According to Medicare at 484.10(c)(1) “The patient has the right to be informed, in advance about the care to be furnished, and of any changes in the care to be furnished.

The HHA must advise the patient in advance of the disciplines that will furnish care, and the frequency of visits proposed to be furnished.

The HHA must advise the patient in advance of any change in the plan of care before the change is made.”

Now, note it says that the HHA must “advise” (it doesn’t say in writing) However, many agencies are obtaining receipt that this information has been provided to the patient.
The interpretive guidelines tells us surveyors to interview the patient and ask how they participated in the plan of care and what they know about the care they are receiving. Depending on a patient to answer a surveyor correctly can make for a long survey, so I wanted to share what I’ve been seeing in response to this particular requirement.

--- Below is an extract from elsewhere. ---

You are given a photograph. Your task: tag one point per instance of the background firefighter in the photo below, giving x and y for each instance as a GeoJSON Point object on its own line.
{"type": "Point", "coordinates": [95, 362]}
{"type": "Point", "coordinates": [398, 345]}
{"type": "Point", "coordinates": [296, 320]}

Say, on admission, the RN knows that she is going to be going 3w2, 2w1 and qow 6, and that a physical therapy evaluation has been ordered. There is usually a place on the admission agreement to document that. But what about when the PT goes out and orders 3w2. Do you have documentation that the patient was notified? Or maybe you want to add aide services, or decrease or increase the nurse frequency. You probably, (hopefully) have an order to cover this change in the POC, but how to document you notified the patient prior to receiving those services is a bit more complicated.

Some agencies will use an “addendum to the admission form” noting the change and have the patient sign it, leave a copy in the home, and bring the signed copy back as a receipt. Other agencies have a “Change in POC” form that is processed in the same way. And other agencies use the good old HHABN form (Option 3) which is basically a statement that says “I understand that my physician is changing my Plan of Care.” (of course, they sign one and you file it, and leave a copy in the home)
Typically, this form is used when there is a reduction in services, but can be adapted for any change in the Plan of Care.
Personally, I like this option for 2 reasons.
1. It’s a standard CMS form you should already have and
2. Using it for these purposes further exposes your staff to the whole HHABN process and creates a level of confidence, convenience, and ultimately, compliance with the real intent of the Condition of Participation: to respect the patients right to be informed.
How is your agency dealing with the Patient’s Right to Be Informed?